Next week the Health Minister and Labour leadership candidate, Edwina Hart will be going before committee to answer questions on her section of the budget. There are two immediate issues that stand out, the cut in the capital budget of £115.8 million and the £50 million put aside to pay for the reorganisation of the health service.
On the capital budget there appears to be mixed messages coming from Ministers. At Plenary on Wednesday the Finance Minister denied categorically that there had been a cut in the health services’ capital budget at all:
Andrew Davies: You are factually incorrect to say that the health capital budget has been cut by an alleged £114 million. What you forget is that the Government was allowed to bring forward capital expenditure from 2010-11 to this year and the previous year, which meant that the allocation for this current year was increased as a result of that reprofiling and was reduced in 2010-11. However, that did not represent a cut because the money was spent this year and the previous year. So, saying that that is a cut is illegitimate.

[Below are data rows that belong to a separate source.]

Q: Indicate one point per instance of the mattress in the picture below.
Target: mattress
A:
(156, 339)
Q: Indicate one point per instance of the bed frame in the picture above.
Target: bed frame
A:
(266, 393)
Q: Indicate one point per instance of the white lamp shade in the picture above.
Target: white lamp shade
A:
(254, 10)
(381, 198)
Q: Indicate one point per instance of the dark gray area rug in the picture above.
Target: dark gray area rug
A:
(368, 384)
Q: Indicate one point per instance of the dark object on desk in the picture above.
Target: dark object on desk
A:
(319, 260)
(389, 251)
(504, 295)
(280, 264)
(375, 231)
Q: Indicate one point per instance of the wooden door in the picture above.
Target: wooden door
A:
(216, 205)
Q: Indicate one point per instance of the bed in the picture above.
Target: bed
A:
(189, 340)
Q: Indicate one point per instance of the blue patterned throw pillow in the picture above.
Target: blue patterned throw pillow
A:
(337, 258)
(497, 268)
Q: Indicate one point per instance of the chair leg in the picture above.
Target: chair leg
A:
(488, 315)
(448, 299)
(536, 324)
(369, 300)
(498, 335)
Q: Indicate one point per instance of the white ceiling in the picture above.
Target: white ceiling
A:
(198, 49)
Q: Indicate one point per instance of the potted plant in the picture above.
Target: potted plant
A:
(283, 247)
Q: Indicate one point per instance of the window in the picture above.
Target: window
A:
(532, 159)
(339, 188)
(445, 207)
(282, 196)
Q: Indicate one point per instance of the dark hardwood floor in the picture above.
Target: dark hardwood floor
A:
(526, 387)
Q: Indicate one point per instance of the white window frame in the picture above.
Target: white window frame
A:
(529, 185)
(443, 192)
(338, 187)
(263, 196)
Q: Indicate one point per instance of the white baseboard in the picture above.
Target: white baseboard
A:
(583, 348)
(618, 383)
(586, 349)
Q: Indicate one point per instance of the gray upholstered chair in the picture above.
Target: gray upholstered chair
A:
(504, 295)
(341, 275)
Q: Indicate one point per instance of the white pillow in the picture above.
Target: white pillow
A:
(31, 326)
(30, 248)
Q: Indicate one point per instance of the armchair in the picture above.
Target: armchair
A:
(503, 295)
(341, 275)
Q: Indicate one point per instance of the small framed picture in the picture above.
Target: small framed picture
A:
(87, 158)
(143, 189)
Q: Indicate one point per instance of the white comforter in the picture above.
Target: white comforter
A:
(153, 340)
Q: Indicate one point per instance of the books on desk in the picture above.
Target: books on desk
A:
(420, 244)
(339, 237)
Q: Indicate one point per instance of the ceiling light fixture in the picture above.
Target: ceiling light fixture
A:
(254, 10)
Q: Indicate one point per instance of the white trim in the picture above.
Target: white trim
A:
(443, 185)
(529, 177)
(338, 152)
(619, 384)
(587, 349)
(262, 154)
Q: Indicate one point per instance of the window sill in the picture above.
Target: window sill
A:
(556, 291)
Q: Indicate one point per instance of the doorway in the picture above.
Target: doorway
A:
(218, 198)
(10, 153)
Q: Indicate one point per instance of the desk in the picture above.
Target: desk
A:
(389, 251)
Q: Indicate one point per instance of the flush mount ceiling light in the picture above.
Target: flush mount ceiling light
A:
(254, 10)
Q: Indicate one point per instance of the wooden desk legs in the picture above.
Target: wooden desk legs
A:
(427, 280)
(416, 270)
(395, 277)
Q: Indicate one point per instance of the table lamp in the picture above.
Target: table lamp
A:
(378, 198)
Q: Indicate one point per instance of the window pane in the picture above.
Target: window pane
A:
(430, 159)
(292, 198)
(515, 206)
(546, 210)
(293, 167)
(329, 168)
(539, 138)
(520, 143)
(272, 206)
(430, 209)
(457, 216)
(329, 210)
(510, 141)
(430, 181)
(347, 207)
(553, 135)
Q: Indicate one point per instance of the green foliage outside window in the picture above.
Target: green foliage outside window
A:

Yet in an answer to a written question to me the Health Minister states that only £29.2 million has been brought forward from 2010-11. So on that basis there is a clear cut of £86.6 million in the capital budget for health. That means less money for equipment, for making health service premises safe and for modernisation. Of course there is money that the Health Minister can bid for from the Strategic Capital Investment Fund, of which she already had £86 million, some of which will be spent this year. But this will go on specific projects rather than new equipment for example.
The other issue the Minister needs to clear up is her own contradictory statements on capital money brought forward. As I said above, a written answer to me indicated that this amounts to £29.2 million though her report to committee states it is £58.4 million. It is little wonder that the budget process is so opaque when the Minister cannot even produce consistent facts within the space of a single week.
The cost of reorganising the health service is another matter. We have been led to believe in the past that this process will actually save money and yet a sum of £50 million has been put aside next year to pay for it. Anybody wanting to find out where that money is going needs to look no further than this morning’s Western Mail.
They report that NHS chief executives and finance directors displaced by the new arrangements have a guarantee that their existing salaries will be protected for 10 years. Many are earning in excess of £100,000 a year. This is due to the policy of no compulsory redundancies, which means that despite the reduction in senior posts, those who wish to stay are being accommodated.
This is similar to the process that happened when quangos such as ELWa were subsumed into the Welsh Government. Many former employees of that body are working in jobs now that could appear to have been invented to keep them on the books.
I expect some robust questioning on Wednesday.